Ah, didn't think of that. I have never seen an elk or moose head mount in a home with standard height ceilings where they looked like they belonged there.
I would think a Euro mount would get thru a door okay. Still wouldn't right in most homes, would look great in the polebarn.

L & O


----------



## swampbuck (Dec 23, 2004)

The state record elk used to hang in a party store at higgins lake. It hung pretty low, still looked pretty good at what was probably standing height.....


----------



## srconnell22 (Aug 27, 2007)

If there was a "like" button for that picture, I'd click it. 

What Jason said is 100% accurate. Be sure to get both antlers pinned but only after it's been officially scored (pending the 60 day drying period). 

Also be sure to get your ivories back from the taxi ASAP! 


Sent from my iPhone using Ohub Campfire


----------



## Huntmich (Sep 4, 2008)

Already got the ivories


Sent from my iPhone using Ohub Campfire


----------



## Huntmich (Sep 4, 2008)

Checked in at 293


Sent from my iPhone using Ohub Campfire


----------



## Rockokloco (Nov 29, 2013)

What a great bull! Probably score in the top 2 or 3 in CBM for 2014. Maybe even No 1.


----------



## jasona44 (Oct 29, 2011)

Awesome story and congratulations!!!! Were all 4 shots in the boiler maker and you were just making sure he wasn't going to need tracked? 

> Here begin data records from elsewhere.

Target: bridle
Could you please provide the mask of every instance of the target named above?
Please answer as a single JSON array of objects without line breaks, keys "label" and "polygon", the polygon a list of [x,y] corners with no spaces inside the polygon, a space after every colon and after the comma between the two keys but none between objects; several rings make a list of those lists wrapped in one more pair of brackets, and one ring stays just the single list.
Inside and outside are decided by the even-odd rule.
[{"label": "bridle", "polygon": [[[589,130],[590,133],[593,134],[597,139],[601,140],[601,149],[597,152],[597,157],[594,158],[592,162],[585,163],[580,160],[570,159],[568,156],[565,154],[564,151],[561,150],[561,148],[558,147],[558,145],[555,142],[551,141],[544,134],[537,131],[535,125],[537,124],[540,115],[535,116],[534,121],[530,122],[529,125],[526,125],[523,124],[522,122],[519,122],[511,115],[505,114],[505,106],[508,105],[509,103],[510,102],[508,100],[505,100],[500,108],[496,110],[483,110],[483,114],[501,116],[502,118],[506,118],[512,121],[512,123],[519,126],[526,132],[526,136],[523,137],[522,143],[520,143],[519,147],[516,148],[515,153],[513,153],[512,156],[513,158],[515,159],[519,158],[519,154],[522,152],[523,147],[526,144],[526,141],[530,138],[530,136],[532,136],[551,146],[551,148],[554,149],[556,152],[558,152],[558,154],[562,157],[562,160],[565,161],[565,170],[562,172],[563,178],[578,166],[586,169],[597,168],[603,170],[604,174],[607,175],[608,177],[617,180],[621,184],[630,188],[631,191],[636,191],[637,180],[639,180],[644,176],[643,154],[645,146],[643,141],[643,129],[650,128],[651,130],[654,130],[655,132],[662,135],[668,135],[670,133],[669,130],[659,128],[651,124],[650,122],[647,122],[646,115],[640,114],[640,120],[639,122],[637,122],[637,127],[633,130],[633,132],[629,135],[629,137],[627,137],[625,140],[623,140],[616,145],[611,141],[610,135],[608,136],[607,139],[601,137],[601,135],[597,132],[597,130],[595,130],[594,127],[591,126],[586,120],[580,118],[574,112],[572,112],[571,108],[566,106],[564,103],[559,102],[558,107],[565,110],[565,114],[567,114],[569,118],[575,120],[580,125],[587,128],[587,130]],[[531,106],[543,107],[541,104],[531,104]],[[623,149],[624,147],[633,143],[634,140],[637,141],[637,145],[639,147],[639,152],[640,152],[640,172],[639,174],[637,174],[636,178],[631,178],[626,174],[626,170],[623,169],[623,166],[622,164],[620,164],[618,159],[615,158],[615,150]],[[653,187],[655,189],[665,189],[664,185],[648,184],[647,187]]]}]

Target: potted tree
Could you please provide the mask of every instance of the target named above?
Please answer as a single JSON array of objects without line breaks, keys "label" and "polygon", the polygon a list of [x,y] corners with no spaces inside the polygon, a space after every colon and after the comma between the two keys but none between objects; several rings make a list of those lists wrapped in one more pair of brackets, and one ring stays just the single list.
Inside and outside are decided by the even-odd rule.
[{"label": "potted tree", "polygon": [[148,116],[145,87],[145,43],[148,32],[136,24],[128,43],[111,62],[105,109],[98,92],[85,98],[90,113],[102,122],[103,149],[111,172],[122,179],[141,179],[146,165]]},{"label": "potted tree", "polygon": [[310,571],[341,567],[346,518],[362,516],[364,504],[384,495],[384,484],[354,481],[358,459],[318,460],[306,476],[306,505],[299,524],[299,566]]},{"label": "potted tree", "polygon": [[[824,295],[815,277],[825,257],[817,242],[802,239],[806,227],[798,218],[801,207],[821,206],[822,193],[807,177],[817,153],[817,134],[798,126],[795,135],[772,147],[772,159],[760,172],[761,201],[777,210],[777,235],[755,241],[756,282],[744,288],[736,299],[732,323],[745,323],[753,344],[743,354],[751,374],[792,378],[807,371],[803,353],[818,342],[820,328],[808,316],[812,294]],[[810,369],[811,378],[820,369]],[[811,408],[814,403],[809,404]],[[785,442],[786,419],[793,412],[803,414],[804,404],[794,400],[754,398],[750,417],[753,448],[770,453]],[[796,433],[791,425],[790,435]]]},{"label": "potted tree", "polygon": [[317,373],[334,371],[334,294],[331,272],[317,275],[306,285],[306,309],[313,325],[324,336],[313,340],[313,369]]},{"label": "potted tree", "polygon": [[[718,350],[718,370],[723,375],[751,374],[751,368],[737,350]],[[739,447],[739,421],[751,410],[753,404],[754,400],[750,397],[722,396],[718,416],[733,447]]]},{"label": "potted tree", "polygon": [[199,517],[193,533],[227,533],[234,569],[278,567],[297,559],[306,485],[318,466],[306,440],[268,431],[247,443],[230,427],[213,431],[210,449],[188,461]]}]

posted using Outdoor Hub Campfire


----------



## markopolo50 (Apr 6, 2008)

Great bull and story. I agree with the detachable antlers, makes going on wall so much easier. I am curious too, how many points did you have or was it a lucky draw??

Thanks


----------



## sxray (Oct 9, 2012)

Sweet. Helluva good time.


----------



## Huntmich (Sep 4, 2008)

First two were behind the shoulder, 3rd one was in the jugular, 4th in the ass. I wasn't taking any chances so when he got back up, which was kinda unbelievable, it was time to put him back down. 

I had 7 points I believe. 


Sent from my iPhone using Ohub Campfire


----------



## Huntmich (Sep 4, 2008)

Finished product. Now I have to figure out where to put it.


----------



## old graybeard (Jan 19, 2006)

Congrats on a great bull! Sounds like a great hunt too.


----------



## srconnell22 (Aug 27, 2007)

Huntmich said:


> Finished product. Now I have to figure out where to put it.


I suggest right over your bed so it's the first thing you see when you wake up in the morning. 

I suggested the same thing to firefighter. Jason couldn't do that because he doesn't wear the pants in his relationship.


----------



## Liver and Onions (Nov 24, 2000)

Huntmich said:


> Checked in at 293
> 
> 
> Sent from my iPhone using Ohub Campfire


Did you enter that with CBM ? The highest entry with CBM last year was 307 taken by a lady. Looks like the all time record is 375 NT and 362 T.

L & O


----------



## Huntmich (Sep 4, 2008)

I guess I don't wear the pants either Scott. She didnt seem to think that was a very good idea. Plus I'd gave to hang it sideways.


----------